Selon la description, un internaute a publié une vidéo ainsi qu’un texte dans un groupe sur le réseau social consacré au coronavirus. Les deux documents « décrivent un prétendu scandale » au sein de l’Agence du médicament, en s’opposant au mix hydroxychloroquine et azithromycine, alors qu’il « est utilisé ailleurs pour sauver des vies ». La vidéo en profite pour dénoncer « l’absence de stratégie sanitaire en France ».

Didier Raoult
Didier Raoult, dans sa vidéo du 25 novembre 2020. // Source : IHU Méditerranée-Infection

Facebook est, là aussi, intervenu pour supprimer le contenu en s’appuyant sur ses règles en matière de violence et de provocation. Selon le réseau social, la vidéo a connu une certaine notoriété, car elle a été vue environ 50 000 fois et partagée pratiquement un millier de fois avec d’autres membres du réseau social. Il n’est toutefois pas précisé si le groupe sur lequel la vidéo a été envoyée a été fermé ou non.

Cette affaire est la seule dont Facebook soit à l’origine de l’appel. Pour les cinq autres, ce sont les internautes qui ont alerté le conseil de surveillance. L’implication du réseau social a été justifiée par le fait de vouloir souligner la difficulté à gérer des contenus qui peuvent entraîner des préjudices dans la vraie vie à cause, notamment, de la désinformation sur la pandémie de coronavirus.

Un baptême du feu pour le conseil de surveillance

Les quatre autres affaires concernent :

  • Des photos du cadavre d’un enfant habillé, avec une légende en birman se demandant pourquoi personne n’agit contre la Chine qui réprime la minorité musulmane ouïghoure, alors que l’on conspue la France pour l’affaire des caricatures de Mahomet,
  • De prétendues photos historiques se demandant pourquoi des églises bâties par les Arméniens n’existeraient plus à Bakou, la capitale de l’Azerbaïdjan, alors qu’en Arménie les mosquées sont entretenues,
  • Des photos montrant des poitrines et des tétons de femmes, supprimées au nom des règles du réseau social sur la nudité chez les adultes, alors que l’opération était, selon le plaignant, destiné à sensibiliser le public sur les signes possibles du cancer du sein,
  • Une citation attribuée au chef de la propagande nazie Joseph Goebbels, que l’internaute qui l’a maniée justifie pour mettre en lumière la trajectoire de la présidence américaine vers un modèle fasciste, qui privilégie les émotions et l’instant sur l’intellect et la vérité.
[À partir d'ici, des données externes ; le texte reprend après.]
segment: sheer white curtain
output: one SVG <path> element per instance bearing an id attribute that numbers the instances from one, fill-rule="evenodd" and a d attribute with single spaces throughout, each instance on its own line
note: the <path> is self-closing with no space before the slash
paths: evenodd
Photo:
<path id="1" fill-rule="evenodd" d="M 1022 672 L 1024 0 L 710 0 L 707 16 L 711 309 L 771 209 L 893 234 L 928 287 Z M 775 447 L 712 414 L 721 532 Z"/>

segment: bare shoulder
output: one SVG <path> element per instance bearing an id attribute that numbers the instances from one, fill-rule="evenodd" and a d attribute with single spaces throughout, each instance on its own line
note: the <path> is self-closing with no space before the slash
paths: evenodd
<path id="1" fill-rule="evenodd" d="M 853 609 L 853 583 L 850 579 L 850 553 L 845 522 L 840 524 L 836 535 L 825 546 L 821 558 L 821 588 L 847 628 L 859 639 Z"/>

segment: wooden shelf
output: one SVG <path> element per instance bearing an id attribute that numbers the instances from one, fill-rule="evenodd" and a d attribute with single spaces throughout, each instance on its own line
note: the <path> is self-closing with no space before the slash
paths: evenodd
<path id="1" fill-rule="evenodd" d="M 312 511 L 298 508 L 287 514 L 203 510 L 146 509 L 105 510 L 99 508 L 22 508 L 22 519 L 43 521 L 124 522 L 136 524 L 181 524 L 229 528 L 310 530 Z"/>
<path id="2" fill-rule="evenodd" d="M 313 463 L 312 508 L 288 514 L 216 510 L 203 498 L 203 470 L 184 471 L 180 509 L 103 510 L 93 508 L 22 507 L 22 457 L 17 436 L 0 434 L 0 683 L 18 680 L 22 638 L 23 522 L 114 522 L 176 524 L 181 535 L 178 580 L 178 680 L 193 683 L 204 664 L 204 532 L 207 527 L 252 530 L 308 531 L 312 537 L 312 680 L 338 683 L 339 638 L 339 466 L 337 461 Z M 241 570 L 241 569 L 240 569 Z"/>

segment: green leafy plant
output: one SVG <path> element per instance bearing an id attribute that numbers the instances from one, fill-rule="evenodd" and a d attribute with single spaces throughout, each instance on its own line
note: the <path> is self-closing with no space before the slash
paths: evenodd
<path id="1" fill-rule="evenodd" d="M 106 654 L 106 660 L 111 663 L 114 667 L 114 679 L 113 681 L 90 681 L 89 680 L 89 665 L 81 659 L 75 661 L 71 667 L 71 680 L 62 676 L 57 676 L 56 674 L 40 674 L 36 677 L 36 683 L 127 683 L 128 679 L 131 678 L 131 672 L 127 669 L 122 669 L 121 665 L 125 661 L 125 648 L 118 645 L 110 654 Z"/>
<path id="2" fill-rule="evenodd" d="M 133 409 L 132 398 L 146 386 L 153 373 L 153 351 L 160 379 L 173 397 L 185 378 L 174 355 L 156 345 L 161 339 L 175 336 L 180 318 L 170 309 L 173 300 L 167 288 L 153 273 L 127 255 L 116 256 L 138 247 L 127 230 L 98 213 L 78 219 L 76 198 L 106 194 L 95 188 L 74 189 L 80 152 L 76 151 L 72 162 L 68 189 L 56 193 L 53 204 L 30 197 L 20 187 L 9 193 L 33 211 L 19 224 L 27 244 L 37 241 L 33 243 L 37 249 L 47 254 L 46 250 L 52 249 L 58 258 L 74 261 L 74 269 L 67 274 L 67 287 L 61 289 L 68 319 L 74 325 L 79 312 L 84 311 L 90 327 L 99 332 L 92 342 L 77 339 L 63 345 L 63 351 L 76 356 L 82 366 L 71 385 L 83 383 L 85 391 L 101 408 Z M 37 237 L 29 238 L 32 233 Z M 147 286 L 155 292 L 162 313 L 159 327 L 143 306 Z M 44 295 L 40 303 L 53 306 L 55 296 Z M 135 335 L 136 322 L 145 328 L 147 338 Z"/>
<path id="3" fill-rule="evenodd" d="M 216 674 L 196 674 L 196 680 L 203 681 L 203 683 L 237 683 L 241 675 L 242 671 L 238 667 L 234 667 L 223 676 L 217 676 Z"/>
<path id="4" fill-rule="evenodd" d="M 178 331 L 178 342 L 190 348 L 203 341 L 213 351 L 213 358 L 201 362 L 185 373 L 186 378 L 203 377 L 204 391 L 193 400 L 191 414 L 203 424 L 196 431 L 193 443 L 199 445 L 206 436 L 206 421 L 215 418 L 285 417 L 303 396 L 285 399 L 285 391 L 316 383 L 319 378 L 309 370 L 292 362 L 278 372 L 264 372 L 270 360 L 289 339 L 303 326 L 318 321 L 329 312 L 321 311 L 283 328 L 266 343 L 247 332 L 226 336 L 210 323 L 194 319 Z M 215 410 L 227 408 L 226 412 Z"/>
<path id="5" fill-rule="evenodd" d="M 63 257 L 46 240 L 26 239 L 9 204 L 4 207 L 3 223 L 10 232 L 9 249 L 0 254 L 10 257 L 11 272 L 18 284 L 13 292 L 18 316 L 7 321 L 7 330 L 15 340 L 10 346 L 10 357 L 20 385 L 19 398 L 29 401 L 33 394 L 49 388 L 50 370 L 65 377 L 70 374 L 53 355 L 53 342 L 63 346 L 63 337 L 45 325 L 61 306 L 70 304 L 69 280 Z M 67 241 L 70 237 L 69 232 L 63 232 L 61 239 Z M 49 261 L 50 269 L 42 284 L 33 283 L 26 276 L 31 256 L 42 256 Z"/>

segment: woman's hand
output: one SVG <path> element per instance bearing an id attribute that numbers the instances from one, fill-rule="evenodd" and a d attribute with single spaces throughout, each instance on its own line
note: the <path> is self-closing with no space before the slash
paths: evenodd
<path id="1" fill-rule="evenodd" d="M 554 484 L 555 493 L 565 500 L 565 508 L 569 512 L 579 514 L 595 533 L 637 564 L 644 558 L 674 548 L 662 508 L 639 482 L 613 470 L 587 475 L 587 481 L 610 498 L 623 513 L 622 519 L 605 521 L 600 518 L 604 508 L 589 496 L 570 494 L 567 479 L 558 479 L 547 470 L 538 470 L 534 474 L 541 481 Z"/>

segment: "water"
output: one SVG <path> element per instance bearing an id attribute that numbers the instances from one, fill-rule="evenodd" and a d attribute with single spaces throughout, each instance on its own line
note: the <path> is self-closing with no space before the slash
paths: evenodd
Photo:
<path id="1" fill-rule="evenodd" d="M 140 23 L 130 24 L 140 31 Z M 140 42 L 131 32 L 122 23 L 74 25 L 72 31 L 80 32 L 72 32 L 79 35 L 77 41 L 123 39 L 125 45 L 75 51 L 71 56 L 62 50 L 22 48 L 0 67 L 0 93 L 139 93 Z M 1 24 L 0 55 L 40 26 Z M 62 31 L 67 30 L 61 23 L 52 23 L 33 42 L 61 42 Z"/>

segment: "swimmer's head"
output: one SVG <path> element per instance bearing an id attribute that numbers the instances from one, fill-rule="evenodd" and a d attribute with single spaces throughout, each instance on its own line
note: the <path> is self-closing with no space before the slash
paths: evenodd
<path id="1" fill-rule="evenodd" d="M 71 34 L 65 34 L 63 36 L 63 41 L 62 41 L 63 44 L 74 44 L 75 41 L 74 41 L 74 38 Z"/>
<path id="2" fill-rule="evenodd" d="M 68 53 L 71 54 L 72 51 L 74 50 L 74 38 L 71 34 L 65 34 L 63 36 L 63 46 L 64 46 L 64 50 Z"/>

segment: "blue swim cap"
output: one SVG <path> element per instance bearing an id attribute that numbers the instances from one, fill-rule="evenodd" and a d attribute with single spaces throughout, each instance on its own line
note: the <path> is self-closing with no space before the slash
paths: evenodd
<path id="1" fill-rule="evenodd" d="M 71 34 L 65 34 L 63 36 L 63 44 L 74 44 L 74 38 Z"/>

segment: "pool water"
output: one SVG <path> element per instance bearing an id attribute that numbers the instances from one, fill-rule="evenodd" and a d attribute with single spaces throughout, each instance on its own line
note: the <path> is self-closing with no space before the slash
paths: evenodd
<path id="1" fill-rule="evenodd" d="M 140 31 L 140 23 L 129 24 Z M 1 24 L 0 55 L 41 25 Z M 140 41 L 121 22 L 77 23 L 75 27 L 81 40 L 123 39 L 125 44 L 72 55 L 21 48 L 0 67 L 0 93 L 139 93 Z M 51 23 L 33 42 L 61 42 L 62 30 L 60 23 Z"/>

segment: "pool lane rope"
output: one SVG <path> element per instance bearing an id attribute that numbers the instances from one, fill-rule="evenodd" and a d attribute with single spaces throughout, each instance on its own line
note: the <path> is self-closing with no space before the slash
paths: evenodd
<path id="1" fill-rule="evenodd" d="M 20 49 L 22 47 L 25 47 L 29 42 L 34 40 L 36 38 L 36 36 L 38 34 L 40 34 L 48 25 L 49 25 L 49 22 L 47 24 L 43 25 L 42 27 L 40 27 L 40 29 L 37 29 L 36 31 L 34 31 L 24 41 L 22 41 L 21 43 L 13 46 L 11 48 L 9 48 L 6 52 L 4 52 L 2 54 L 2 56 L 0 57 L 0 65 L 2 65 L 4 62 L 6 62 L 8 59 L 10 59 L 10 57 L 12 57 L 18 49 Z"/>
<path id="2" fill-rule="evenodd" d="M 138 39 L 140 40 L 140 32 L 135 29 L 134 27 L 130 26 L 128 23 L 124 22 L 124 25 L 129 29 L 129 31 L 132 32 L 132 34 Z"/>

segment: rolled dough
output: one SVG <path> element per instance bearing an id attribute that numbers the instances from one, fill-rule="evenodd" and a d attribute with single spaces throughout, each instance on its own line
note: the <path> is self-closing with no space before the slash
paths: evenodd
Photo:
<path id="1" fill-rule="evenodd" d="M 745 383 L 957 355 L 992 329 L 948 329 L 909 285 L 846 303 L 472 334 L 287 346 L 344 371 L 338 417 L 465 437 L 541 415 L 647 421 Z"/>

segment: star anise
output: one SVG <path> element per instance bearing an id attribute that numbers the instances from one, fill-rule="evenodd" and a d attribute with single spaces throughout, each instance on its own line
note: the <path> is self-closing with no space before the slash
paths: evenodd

Le conseil de surveillance précise que ces six ont été retenus parmi plus de 20 000 autres. Il n’est pas prévu que cette « Cour suprême » examine la totalité des dossiers qu’on lui envoie, mais seulement ceux qui revêtent, à leurs yeux, les enjeux les plus importants. Il est à noter que les internautes ont la possibilité de faire des commentaires sur un ou plusieurs cas, pendant huit jours.

Cette première vague de cas sera un baptême du feu pour le conseil de surveillance, qui doit démontrer son utilité dans la supervision d’un site communautaire qui compte des milliards de membres. Pour ces six premiers cas, chacun d’entre eux sera examiné par un panel de cinq membres, dont au moins un vient de région du globe impliquée dans le contenu mis en cause.